There is little evidence to suggest that the embargo on conservative — read McCarthyist — writers and journals is going to be lifted any time in the near future. Many of the best scholars on the right — Conquest and Nisbet, for example — continue to be taken seriously by the mainstream, but there have been casualties, writers who became too closely identified with the right and somehow turned into unpersons: James Burnham, for example. Perhaps the most unfortunate victim is Russell Kirk. A scholar, man of letters, and writer of tales, Kirk was well on his way, in the l950’s, to becoming one of America’s great literary celebrities.

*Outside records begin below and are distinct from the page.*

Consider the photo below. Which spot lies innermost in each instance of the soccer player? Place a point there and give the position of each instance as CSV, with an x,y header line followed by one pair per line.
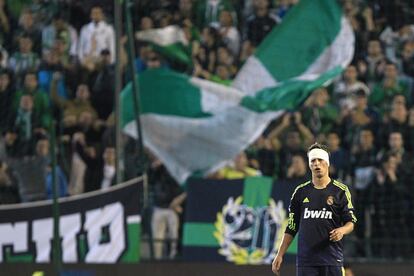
x,y
321,212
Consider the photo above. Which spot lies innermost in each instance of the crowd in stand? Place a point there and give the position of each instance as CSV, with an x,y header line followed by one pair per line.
x,y
57,64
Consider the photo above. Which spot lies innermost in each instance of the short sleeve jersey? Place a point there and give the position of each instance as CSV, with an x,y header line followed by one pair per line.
x,y
313,213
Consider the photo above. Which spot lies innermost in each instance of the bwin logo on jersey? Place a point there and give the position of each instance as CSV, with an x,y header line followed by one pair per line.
x,y
317,214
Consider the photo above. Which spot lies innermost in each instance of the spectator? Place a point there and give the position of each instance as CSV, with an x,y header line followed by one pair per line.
x,y
348,270
40,99
9,193
109,170
293,140
347,86
26,125
338,158
410,130
103,96
100,169
359,117
60,29
362,22
23,60
391,84
72,107
407,59
262,156
27,27
318,113
260,23
42,150
229,33
371,69
6,100
237,169
396,120
363,166
50,65
207,12
95,37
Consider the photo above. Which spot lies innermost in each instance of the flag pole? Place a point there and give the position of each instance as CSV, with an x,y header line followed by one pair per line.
x,y
56,249
118,87
137,107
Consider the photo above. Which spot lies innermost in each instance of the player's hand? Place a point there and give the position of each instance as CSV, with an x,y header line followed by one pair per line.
x,y
276,264
336,234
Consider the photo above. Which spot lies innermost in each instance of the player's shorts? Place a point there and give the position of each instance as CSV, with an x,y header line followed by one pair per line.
x,y
320,271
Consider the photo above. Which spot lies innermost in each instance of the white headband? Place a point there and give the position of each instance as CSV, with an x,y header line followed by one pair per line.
x,y
318,154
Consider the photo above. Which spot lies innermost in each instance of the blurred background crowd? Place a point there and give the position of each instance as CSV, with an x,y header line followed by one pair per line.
x,y
57,75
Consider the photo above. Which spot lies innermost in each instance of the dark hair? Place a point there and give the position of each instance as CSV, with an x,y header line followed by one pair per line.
x,y
319,146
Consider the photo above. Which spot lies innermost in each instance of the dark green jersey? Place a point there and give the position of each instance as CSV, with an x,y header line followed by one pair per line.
x,y
313,213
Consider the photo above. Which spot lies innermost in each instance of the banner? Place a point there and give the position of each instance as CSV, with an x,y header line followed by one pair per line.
x,y
97,227
238,221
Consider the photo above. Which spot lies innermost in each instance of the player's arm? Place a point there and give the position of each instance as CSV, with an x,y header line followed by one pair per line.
x,y
290,232
348,218
284,245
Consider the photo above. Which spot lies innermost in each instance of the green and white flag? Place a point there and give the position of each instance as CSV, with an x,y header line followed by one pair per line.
x,y
314,37
170,41
196,126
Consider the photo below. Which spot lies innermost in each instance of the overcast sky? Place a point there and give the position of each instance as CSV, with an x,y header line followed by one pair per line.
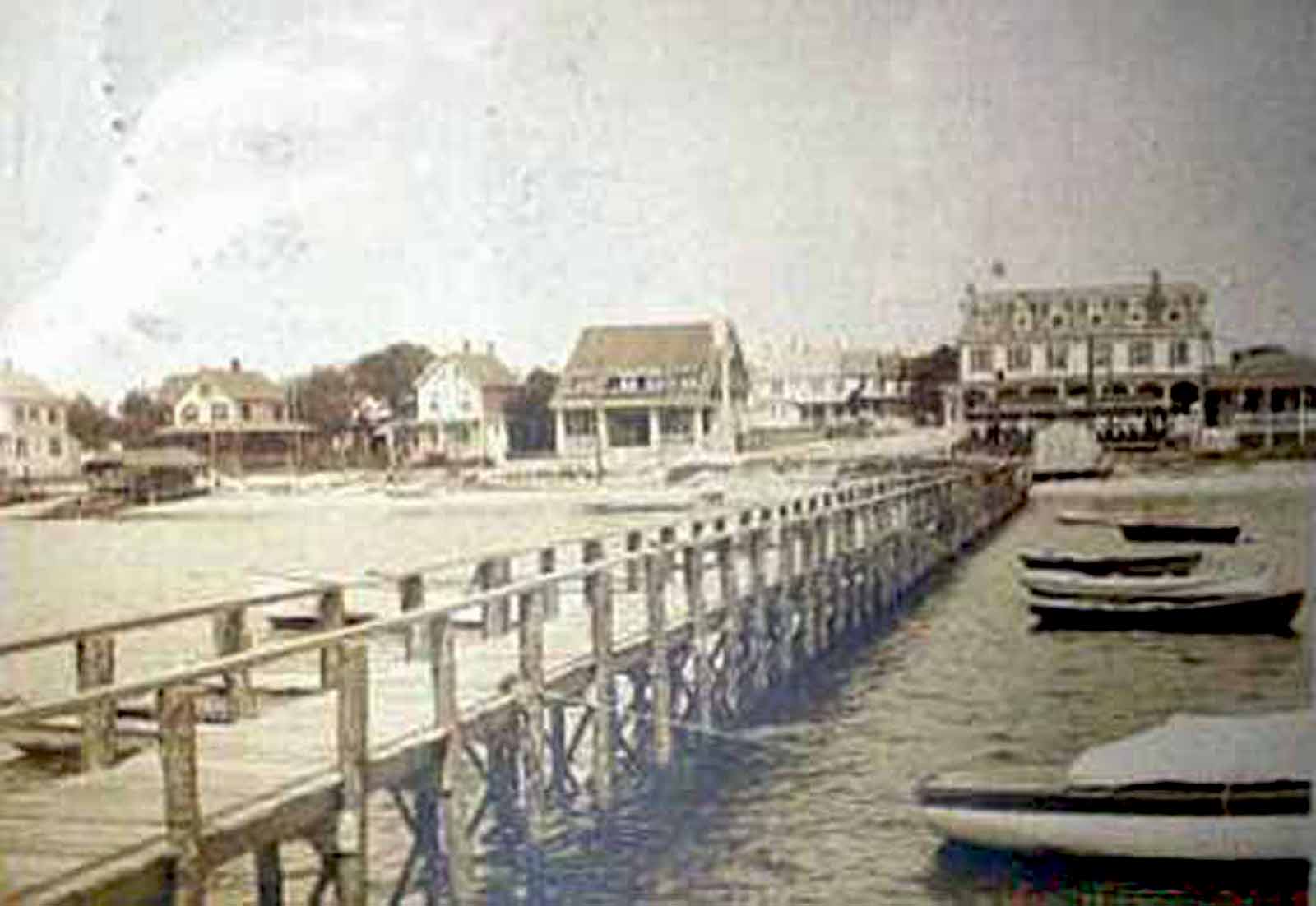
x,y
302,182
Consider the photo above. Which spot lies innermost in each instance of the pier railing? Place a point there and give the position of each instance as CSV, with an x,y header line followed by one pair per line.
x,y
691,621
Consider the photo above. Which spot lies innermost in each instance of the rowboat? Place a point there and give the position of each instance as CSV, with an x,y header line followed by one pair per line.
x,y
1199,788
1198,587
1179,531
1114,564
1260,613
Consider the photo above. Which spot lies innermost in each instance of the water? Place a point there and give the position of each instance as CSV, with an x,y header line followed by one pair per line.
x,y
813,804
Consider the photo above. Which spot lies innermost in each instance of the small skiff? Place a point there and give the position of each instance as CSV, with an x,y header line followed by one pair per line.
x,y
1179,531
1114,564
1199,788
1260,613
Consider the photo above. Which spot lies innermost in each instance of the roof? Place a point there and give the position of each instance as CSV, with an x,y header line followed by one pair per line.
x,y
484,368
624,348
19,386
236,384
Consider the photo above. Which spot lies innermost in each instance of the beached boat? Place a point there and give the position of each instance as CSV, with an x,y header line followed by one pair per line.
x,y
1179,531
1198,788
1258,613
1198,587
1178,563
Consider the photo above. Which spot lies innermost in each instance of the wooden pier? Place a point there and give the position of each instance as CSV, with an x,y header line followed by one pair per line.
x,y
561,677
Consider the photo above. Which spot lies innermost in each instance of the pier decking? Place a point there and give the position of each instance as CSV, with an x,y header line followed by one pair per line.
x,y
563,673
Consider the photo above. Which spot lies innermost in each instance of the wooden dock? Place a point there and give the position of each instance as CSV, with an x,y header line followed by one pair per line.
x,y
561,675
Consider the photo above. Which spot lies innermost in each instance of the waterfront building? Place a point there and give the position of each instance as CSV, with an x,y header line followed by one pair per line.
x,y
230,416
651,388
35,441
1265,397
822,384
1114,351
461,401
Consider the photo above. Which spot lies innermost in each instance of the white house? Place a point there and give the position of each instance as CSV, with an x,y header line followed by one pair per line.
x,y
35,440
460,407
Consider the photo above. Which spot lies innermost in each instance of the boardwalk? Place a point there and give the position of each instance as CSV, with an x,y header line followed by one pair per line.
x,y
544,689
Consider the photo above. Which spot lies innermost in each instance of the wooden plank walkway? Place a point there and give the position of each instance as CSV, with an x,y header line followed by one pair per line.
x,y
107,837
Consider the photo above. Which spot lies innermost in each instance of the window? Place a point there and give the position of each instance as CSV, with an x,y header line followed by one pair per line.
x,y
1142,354
1057,357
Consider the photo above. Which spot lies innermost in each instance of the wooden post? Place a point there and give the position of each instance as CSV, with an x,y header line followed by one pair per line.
x,y
352,840
411,594
532,737
460,788
660,671
333,614
694,562
552,594
230,638
95,656
598,592
182,801
734,631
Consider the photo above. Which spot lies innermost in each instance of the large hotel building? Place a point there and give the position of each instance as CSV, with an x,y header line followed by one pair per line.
x,y
1118,350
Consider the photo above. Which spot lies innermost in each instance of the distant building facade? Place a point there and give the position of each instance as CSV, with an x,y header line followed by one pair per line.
x,y
1114,351
461,401
234,417
35,441
651,387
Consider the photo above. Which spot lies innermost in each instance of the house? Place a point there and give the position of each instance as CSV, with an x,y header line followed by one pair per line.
x,y
651,387
461,400
35,441
1111,351
232,417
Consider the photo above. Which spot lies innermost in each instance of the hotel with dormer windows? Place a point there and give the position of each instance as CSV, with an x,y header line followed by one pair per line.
x,y
1103,351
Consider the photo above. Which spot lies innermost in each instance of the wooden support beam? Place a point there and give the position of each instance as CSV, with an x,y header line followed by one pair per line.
x,y
411,594
694,563
458,784
230,636
95,658
352,839
657,567
598,592
182,800
333,614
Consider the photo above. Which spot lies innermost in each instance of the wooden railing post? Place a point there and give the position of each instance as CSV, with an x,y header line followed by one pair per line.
x,y
411,594
182,800
460,788
333,614
230,638
657,567
95,656
694,568
352,840
598,592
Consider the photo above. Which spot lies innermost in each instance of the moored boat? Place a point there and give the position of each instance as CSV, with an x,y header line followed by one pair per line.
x,y
1198,788
1261,613
1179,531
1114,564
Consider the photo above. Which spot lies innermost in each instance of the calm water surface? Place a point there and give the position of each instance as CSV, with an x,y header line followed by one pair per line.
x,y
813,804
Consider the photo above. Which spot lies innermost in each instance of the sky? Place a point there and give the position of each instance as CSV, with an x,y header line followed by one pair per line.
x,y
300,182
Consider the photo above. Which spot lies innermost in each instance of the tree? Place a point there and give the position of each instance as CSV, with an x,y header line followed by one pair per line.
x,y
92,425
392,374
929,374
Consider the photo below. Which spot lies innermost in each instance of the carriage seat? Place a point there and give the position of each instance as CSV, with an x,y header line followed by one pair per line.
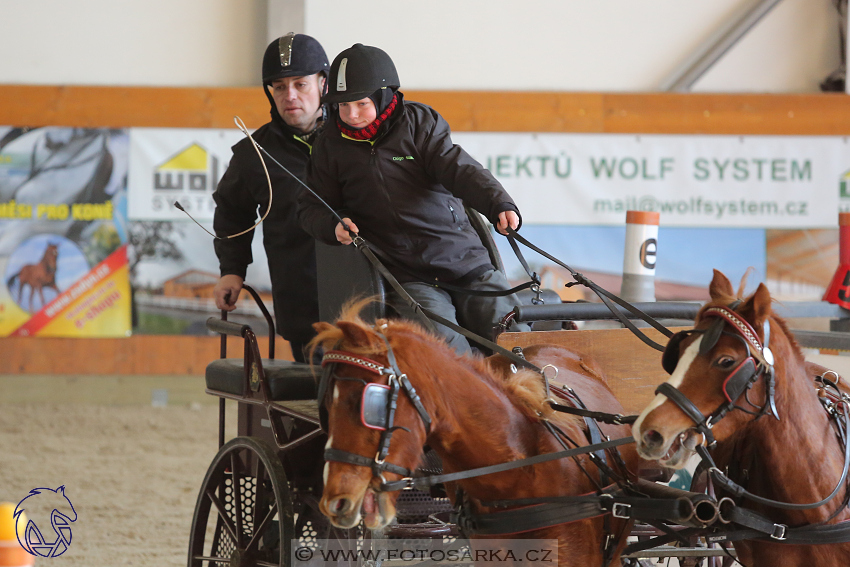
x,y
287,380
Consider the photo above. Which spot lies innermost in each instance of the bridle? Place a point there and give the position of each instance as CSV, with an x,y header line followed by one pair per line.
x,y
758,363
377,407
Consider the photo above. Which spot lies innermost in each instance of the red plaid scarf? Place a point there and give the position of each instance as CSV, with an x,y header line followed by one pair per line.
x,y
369,131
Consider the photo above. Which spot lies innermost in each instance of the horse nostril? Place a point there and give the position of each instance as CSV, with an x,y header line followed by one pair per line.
x,y
340,506
652,438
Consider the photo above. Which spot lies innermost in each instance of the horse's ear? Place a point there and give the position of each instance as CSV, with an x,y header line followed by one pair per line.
x,y
322,326
760,305
356,335
720,287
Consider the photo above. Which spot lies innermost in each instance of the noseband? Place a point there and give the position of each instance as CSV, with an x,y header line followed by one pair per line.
x,y
758,362
378,406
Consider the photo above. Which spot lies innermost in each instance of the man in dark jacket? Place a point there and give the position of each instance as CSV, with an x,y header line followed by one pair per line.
x,y
391,166
294,73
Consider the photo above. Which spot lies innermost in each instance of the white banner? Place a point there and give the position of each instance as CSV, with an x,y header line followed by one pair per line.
x,y
707,181
169,165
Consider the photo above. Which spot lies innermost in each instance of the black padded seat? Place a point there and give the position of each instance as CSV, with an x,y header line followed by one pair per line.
x,y
287,380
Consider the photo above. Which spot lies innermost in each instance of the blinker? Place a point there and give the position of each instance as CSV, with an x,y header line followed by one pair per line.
x,y
374,406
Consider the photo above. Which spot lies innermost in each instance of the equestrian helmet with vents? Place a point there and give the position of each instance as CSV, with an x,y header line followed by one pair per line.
x,y
293,55
359,71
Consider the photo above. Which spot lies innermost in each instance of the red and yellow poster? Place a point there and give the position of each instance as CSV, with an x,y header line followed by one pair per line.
x,y
63,233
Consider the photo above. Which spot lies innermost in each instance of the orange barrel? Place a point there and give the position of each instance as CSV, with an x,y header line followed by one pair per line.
x,y
639,256
11,552
838,291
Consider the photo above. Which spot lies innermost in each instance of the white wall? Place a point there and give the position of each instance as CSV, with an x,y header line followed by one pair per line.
x,y
609,45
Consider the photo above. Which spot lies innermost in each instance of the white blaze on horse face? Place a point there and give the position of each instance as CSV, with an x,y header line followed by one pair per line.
x,y
328,445
675,380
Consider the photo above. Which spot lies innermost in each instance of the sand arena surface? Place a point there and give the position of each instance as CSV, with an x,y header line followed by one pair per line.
x,y
132,471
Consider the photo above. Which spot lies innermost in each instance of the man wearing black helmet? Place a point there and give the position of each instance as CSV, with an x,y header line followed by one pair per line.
x,y
391,166
294,73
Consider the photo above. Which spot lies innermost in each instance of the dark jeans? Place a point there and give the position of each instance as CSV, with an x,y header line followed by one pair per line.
x,y
474,313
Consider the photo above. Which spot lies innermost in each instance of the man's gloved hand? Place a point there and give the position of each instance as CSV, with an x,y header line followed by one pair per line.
x,y
226,291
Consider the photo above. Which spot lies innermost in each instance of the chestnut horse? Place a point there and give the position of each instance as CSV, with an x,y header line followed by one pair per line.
x,y
38,276
795,459
482,412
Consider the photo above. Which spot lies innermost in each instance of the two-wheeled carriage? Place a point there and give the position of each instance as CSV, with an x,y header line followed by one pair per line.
x,y
264,488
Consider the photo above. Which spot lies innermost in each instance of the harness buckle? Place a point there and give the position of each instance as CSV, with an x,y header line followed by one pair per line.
x,y
621,510
779,532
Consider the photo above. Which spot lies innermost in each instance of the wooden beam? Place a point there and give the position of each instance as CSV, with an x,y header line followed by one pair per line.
x,y
502,111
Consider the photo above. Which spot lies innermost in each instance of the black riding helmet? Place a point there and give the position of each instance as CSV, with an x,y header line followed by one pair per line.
x,y
293,55
358,72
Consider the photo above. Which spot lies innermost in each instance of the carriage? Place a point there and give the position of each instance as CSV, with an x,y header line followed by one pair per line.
x,y
264,488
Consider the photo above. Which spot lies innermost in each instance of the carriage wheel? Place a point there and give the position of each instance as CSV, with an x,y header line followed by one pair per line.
x,y
243,516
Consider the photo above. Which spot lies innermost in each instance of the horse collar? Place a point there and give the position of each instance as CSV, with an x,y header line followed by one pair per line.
x,y
338,356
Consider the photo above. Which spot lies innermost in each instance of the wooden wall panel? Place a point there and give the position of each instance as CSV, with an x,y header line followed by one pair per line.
x,y
632,368
638,113
139,354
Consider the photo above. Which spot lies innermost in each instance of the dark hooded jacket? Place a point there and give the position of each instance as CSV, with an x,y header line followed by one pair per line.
x,y
405,190
242,194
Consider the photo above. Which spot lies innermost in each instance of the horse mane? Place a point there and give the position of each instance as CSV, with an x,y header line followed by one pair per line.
x,y
726,300
524,388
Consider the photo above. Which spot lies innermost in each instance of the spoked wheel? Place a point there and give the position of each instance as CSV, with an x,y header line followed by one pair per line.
x,y
243,516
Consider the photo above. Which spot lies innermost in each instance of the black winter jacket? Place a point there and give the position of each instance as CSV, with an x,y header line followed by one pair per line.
x,y
242,194
405,190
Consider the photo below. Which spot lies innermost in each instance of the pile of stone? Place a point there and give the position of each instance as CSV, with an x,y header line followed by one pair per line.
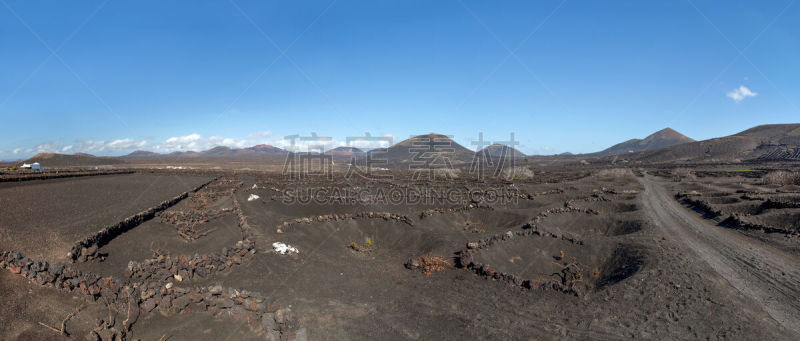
x,y
435,211
566,284
345,216
86,249
532,196
568,208
734,220
187,223
699,204
158,289
185,267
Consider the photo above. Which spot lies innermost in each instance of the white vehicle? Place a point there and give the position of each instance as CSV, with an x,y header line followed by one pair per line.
x,y
34,165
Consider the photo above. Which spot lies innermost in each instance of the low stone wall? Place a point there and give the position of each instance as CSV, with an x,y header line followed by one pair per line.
x,y
345,216
569,274
86,249
159,288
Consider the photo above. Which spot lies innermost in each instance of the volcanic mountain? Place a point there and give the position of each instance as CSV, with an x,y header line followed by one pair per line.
x,y
75,160
428,151
662,138
219,151
764,142
141,154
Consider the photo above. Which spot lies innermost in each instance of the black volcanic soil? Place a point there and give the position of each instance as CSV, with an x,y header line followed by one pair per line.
x,y
637,280
59,212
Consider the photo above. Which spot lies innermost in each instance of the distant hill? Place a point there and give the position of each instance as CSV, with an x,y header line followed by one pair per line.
x,y
216,152
141,154
431,150
764,142
75,160
501,150
662,138
346,151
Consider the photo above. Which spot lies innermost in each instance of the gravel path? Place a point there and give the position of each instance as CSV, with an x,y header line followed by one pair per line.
x,y
767,275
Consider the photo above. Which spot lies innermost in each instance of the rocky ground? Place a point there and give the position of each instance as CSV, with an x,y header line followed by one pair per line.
x,y
575,255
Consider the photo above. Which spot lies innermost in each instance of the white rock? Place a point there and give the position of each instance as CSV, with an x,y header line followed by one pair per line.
x,y
284,248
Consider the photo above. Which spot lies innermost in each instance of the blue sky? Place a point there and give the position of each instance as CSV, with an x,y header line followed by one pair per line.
x,y
108,77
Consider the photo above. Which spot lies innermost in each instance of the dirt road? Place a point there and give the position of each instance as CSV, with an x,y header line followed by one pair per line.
x,y
769,276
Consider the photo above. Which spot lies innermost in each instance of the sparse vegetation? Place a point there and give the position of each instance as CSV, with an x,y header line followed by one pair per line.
x,y
430,264
367,247
517,173
615,172
782,178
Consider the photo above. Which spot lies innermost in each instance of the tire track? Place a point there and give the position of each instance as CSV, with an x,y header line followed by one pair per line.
x,y
770,277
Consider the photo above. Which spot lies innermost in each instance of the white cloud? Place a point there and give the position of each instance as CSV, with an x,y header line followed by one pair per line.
x,y
261,134
125,144
181,143
741,93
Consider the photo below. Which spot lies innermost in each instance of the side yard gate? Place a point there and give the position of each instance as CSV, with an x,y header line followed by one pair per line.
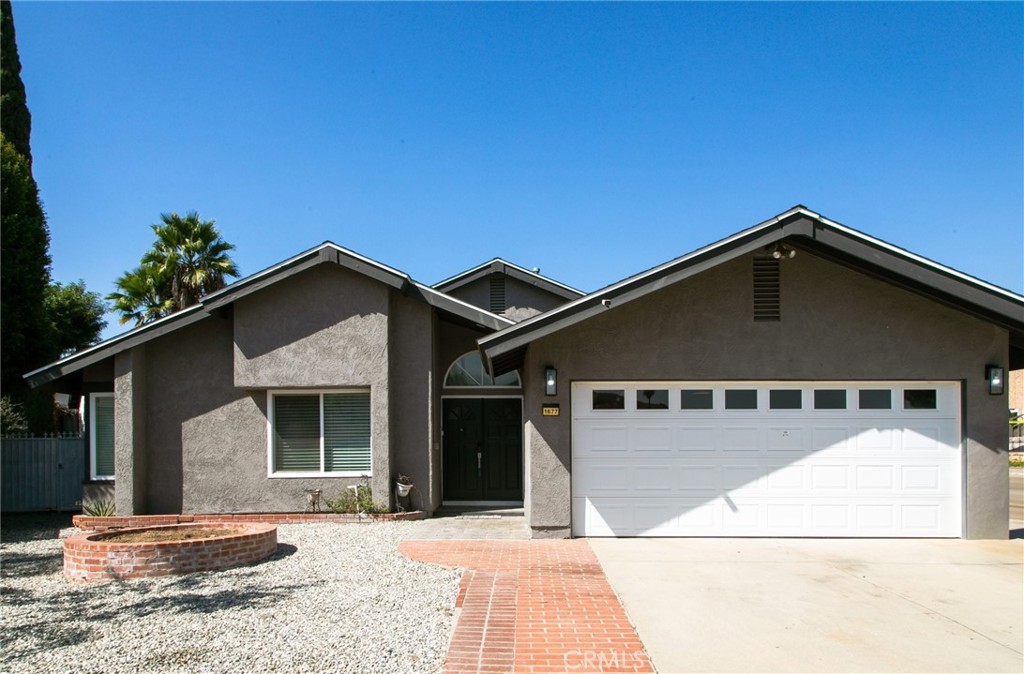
x,y
41,473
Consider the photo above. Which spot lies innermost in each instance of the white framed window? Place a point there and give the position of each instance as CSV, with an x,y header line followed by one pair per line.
x,y
100,435
468,371
313,433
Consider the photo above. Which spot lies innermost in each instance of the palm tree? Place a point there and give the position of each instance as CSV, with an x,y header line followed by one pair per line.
x,y
192,254
142,295
187,260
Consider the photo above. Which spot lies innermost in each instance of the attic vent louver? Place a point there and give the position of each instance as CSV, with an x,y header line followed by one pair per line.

When Eliot and His Age appeared in the 1960’s, it was hailed as a masterpiece by The Nation. Now, in the 1980’s, it would be unusual to find him mentioned in The New Republic, much less The Nation.

 

It is not just the right that has suffered. Until recently, liberal and left-wing intellectuals found themselves forced to keep company with Stalinists and to swallow their indignation when, as in the 1960’s, they saw every ideal of fairness and civility dragged into the mud. Increasingly, they were alienated from the wholesome values which had come to be identified with conservatism-regard for the family, love of country, and respect for (if not always actual belief in) our religious traditions. Conservative scholars might have had inadequate bibliographies, but on the main points-the points on which our survival depends — they were right.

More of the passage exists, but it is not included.